Visual Prompt Based Reasoning for Offroad Mapping using Multimodal LLMs
This work addresses the problem of off-road mapping for autonomous navigation by providing a unified framework that reduces the need for multiple specialized models, though it appears incremental as it builds on existing segmentation and VLM technologies.
The paper tackles off-road autonomy by introducing a zero-shot approach that uses SAM2 for segmentation and a vision-language model to reason about drivable areas, eliminating the need for separate terrain-specific models. It surpasses state-of-the-art trainable models on high-resolution segmentation datasets and enables full-stack navigation in an Isaac Sim offroad environment.

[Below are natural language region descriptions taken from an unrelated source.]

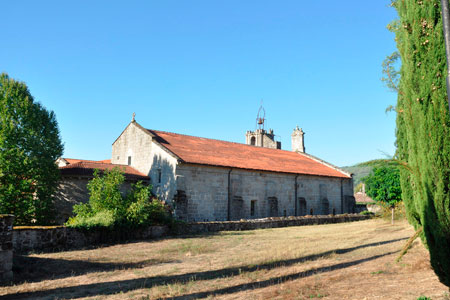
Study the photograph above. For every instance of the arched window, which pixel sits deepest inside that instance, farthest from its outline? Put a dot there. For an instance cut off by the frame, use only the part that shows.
(302, 206)
(273, 206)
(325, 205)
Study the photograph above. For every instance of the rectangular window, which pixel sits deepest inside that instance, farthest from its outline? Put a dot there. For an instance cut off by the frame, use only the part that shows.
(252, 208)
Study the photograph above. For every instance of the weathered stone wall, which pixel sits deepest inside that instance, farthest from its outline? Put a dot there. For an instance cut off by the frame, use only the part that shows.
(6, 247)
(205, 191)
(55, 238)
(136, 143)
(203, 227)
(147, 157)
(71, 191)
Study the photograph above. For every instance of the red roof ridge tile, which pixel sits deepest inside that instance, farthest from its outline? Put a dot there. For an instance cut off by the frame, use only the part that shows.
(228, 142)
(215, 152)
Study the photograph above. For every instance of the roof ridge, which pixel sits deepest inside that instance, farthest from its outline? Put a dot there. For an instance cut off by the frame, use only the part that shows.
(200, 137)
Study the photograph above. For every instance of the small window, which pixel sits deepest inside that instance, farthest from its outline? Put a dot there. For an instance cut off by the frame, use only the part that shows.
(252, 208)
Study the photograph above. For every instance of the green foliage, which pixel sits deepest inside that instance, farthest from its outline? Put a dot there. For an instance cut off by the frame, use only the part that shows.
(423, 122)
(366, 213)
(108, 207)
(383, 185)
(363, 169)
(29, 146)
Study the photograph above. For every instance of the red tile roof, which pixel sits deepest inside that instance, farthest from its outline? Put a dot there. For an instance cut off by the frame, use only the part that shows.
(363, 198)
(197, 150)
(87, 167)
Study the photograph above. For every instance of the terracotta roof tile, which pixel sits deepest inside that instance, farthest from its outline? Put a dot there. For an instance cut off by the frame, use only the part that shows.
(363, 198)
(87, 167)
(205, 151)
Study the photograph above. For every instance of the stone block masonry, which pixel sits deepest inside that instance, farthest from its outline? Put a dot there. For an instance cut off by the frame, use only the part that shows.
(59, 238)
(6, 248)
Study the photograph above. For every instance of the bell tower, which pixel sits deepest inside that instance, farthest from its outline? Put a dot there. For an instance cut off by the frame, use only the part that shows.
(260, 137)
(298, 140)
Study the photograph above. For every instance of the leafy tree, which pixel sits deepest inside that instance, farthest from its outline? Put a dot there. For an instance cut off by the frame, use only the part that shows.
(383, 186)
(423, 126)
(29, 145)
(109, 207)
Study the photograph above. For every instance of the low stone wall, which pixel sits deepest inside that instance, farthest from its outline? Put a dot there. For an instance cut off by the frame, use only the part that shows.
(57, 238)
(6, 247)
(202, 227)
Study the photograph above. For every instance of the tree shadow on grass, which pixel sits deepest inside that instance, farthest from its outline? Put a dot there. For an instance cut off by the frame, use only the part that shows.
(34, 269)
(275, 280)
(109, 288)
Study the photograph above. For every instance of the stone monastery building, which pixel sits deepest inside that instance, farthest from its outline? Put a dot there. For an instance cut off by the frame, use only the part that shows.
(208, 180)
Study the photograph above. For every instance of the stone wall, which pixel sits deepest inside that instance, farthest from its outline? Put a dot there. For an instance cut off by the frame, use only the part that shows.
(256, 194)
(56, 238)
(204, 227)
(147, 157)
(6, 247)
(73, 190)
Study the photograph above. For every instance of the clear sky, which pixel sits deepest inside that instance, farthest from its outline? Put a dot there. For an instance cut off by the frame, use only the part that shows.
(202, 67)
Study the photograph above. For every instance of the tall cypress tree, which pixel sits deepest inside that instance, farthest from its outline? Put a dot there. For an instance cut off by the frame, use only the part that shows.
(423, 134)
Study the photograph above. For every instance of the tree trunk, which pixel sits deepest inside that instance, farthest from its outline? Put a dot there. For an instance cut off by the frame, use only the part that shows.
(392, 215)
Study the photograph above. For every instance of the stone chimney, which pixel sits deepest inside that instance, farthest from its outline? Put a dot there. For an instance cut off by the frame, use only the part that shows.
(298, 142)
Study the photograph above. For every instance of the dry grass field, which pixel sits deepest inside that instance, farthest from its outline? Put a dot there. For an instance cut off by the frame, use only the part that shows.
(336, 261)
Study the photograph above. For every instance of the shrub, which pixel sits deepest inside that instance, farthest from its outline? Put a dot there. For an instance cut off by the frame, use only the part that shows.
(108, 207)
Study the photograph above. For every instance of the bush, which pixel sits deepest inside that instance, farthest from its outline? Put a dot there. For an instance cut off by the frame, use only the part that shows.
(108, 207)
(366, 213)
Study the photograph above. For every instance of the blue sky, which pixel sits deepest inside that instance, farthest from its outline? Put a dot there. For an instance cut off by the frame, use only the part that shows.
(202, 67)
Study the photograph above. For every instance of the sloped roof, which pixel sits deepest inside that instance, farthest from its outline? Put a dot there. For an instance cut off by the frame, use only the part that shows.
(86, 168)
(197, 150)
(361, 197)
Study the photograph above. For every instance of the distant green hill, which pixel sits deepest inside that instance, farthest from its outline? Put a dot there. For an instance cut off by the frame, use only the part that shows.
(365, 168)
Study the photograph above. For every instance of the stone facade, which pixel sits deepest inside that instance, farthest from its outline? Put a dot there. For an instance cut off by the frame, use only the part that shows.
(213, 193)
(71, 191)
(298, 140)
(6, 247)
(57, 238)
(262, 138)
(202, 192)
(147, 156)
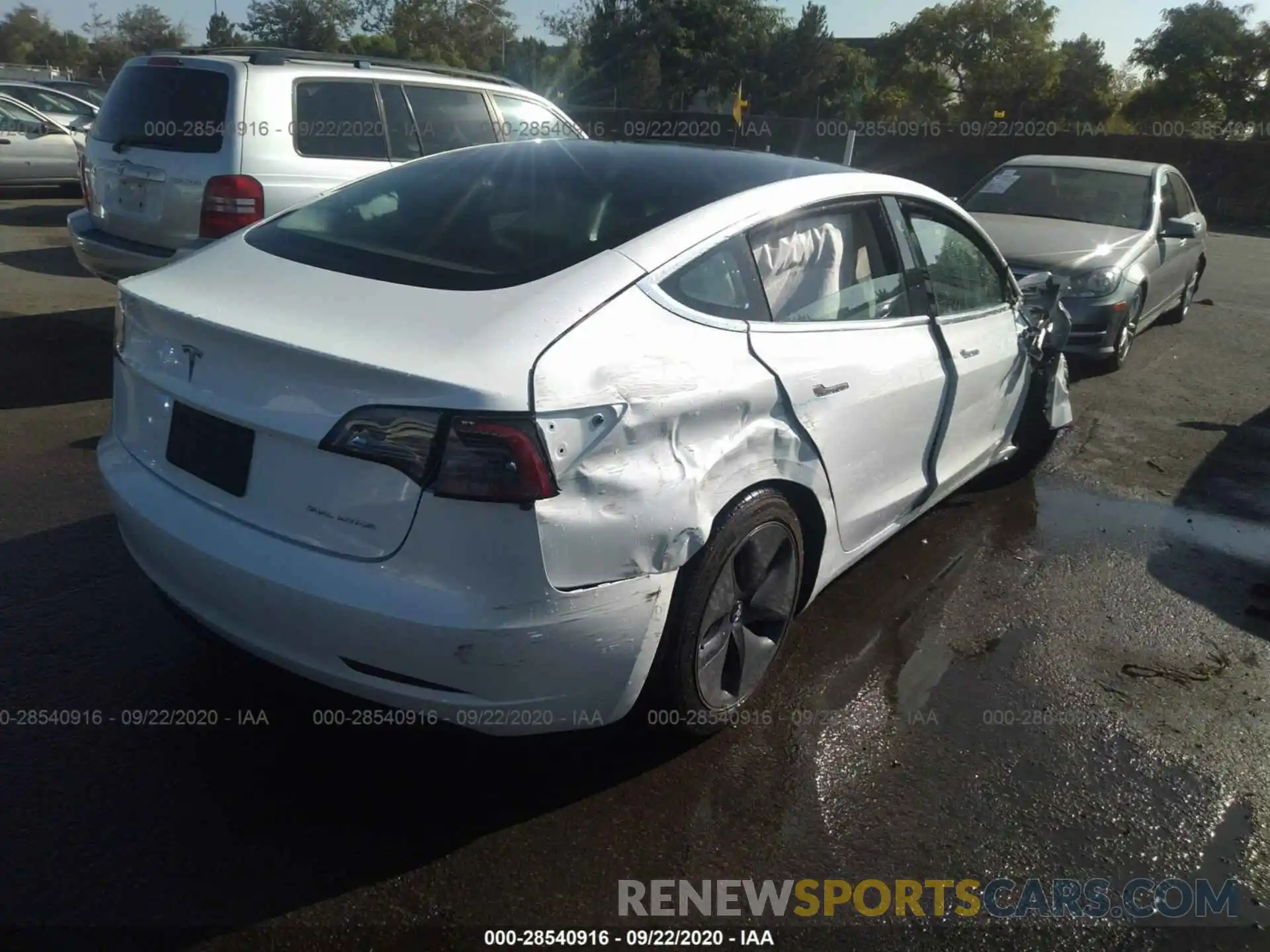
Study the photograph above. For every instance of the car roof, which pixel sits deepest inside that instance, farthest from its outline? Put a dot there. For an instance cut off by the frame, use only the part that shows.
(314, 63)
(1089, 161)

Traditional approaches to off-road autonomy rely on separate models for terrain classification, height estimation, and quantifying slip or slope conditions. Utilizing several models requires training each component separately, having task specific datasets, and fine-tuning. In this work, we present a zero-shot approach leveraging SAM2 for environment segmentation and a vision-language model (VLM) to reason about drivable areas. Our approach involves passing to the VLM both the original image and the segmented image annotated with numeric labels for each mask. The VLM is then prompted to identify which regions, represented by these numeric labels, are drivable. Combined with planning and control modules, this unified framework eliminates the need for explicit terrain-specific models and relies instead on the inherent reasoning capabilities of the VLM. Our approach surpasses state-of-the-art trainable models on high resolution segmentation datasets and enables full stack navigation in our Isaac Sim offroad environment.